In non sequitur news, are we 100 percent sure that Dana White isn’t the forbidden lovechild of Andre Agassi?
This week the Obama administration revealed in conjunction with the C.I.A. that the unsuccessful Times Square bomber has ties to the Pakistani Taliban. With the possibility of further racial profiling looming, I urge you, Casualtists, to treat your local Kwik-E-Mart clerk with the utmost respect.
A trailer for “Marmaduke” aired during Sunday’s new episode of “The Simpsons,” and let me tell you, nothing says blockbuster like George Lopez and talking Great Danes.
For fans of canceled late-night shows.
Also on Sunday, Oakland A’s pitcher Dallas Braden threw the 19th perfect game in history against the Rays, this just weeks after a heated verbal spat with Yankees slugger Alex Rodriguez. SC’s immediate reaction via Twitter: “SUCK IT, A-ROD!!!!!”
Grandma Braden’s immediate reaction via ESPN, “STICK IT, A-ROD!!!!!”
Great minds, Grandma Braden. Great minds.
Amid rumors of his imminent demise, Tiger Woods’ swing coach Hank Haney resigned on Monday.

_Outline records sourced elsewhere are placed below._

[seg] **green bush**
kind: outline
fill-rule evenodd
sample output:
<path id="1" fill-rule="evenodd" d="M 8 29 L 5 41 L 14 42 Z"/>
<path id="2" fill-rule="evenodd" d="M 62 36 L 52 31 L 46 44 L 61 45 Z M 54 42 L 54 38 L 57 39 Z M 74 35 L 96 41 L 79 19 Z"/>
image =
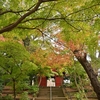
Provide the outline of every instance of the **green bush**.
<path id="1" fill-rule="evenodd" d="M 6 95 L 4 97 L 1 97 L 0 100 L 13 100 L 13 98 L 10 95 Z"/>

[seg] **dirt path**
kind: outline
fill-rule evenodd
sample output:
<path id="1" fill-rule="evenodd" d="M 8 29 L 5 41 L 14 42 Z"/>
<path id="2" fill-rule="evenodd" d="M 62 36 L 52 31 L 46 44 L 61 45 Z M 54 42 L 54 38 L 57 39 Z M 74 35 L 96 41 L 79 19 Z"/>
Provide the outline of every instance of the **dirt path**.
<path id="1" fill-rule="evenodd" d="M 41 87 L 35 100 L 67 100 L 60 87 Z"/>

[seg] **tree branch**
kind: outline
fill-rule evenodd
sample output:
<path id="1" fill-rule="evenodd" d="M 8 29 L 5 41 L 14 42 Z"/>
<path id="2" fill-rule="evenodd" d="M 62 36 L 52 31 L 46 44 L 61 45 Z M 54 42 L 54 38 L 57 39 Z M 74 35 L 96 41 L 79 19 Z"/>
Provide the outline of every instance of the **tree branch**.
<path id="1" fill-rule="evenodd" d="M 40 4 L 42 3 L 41 0 L 38 1 L 38 3 L 36 4 L 36 6 L 30 10 L 29 12 L 27 12 L 26 14 L 24 14 L 23 16 L 21 16 L 16 22 L 2 28 L 0 30 L 0 34 L 4 33 L 4 32 L 7 32 L 7 31 L 11 31 L 12 29 L 14 29 L 19 23 L 22 22 L 22 20 L 24 20 L 27 16 L 31 15 L 32 13 L 34 13 L 35 11 L 38 10 Z"/>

The conversation went something like this:
Hank: “You can’t fire me. I quit!”
Tiger: “(*blank stare*)”
I, for one, haven’t seen a preemptive strike like this since President Bush invaded Baghdad.
Over the weekend, Mariners future Hall of Famer Ken Griffey Jr. allegedly slept through an 8th-inning pinch-hitting opportunity… further evidence that it is impossible to stay awake for a four-hour baseball game.

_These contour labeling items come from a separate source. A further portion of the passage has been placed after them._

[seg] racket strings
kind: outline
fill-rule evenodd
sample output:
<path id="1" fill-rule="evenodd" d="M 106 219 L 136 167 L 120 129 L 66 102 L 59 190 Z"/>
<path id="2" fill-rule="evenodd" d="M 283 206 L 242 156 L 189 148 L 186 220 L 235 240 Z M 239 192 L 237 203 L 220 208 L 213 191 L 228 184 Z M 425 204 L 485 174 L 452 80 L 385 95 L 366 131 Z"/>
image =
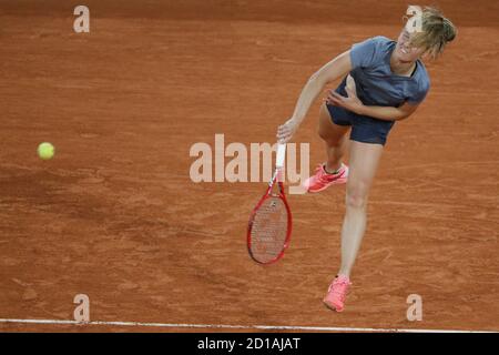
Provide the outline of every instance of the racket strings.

Atlanta Hawks players this week planned to moon fans while spraying them with vinegar-filled Super Soakers. Instead the Hawks just played home games against Orlando.
Good luck on landing that max contract, Joe Johnson.
The Penguins and Canadiens played a game 7 on Tuesday, but NHL commissioner Gary Bettman has asked SC not to comment further for fear that we might draw attention to his sport.
ESPN analysts/noted white people Rick Sutcliffe and Dave O’Brien interviewed rappers Eminem and Jay-Z during the 4th inning of Wednesday’s Yankees-Tigers game. ESPN’s resident hip-hop historian Bill Plaschke was not in attendance.
The state of New York this week floated the idea of default organ donorship for deceased citizens… So this means Tracy McGrady could be playing without a spleen next year?
And, yeah. I know LeBron lost. I’m crushed. Not as crushed as Cleveland. But crushed. Good luck Twenty Three.